Member of the Chamber of Deputies of Chile
- In office May 1973 – 11 September 1973

Personal details
- Born: 1 January 1933 Quillota, Chile
- Party: Christian Democratic Party
- Parent(s): Héctor Castro Medina Graciela Castro Torres
- Education: Pontifical Catholic University of Valparaíso (LL.B)
- Profession: Lawyer

= Héctor Castro Castro =

Chilean politician (born 1933)

Héctor Castro Castro (born 1933) is a Chilean politician who has served as ambassador and has worked for the Ministry of Foreign Affairs.

==Biography==
===Early life===
Castro Castro attended the Marist Institute of Quillota. Then, he joined the Pontifical Catholic University of Valparaíso to do his Bachelor of Laws (LL.B), which he obtained in 1964.
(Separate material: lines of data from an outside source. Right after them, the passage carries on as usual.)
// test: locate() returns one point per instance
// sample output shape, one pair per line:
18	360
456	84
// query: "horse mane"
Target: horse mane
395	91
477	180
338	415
In his university time, Castro Castro joined the Christian Democratic Party (PDC).

===Political career===
Before being deputy, he was Provincial Vice President at the PDC. Then, when he was 40 in 1973, Castro Castro was elected deputy for the 1973−1977 in representation of Imperial, Quillota, Limache and Casablanca. In that period, he was a member of the permanent commission on Labor and Social Security.

On 11 September 1973, his legislative period was suspended as a result of the 1973 military coup which overthrew Salvador Allende's government and suspended the 1925 Constitution.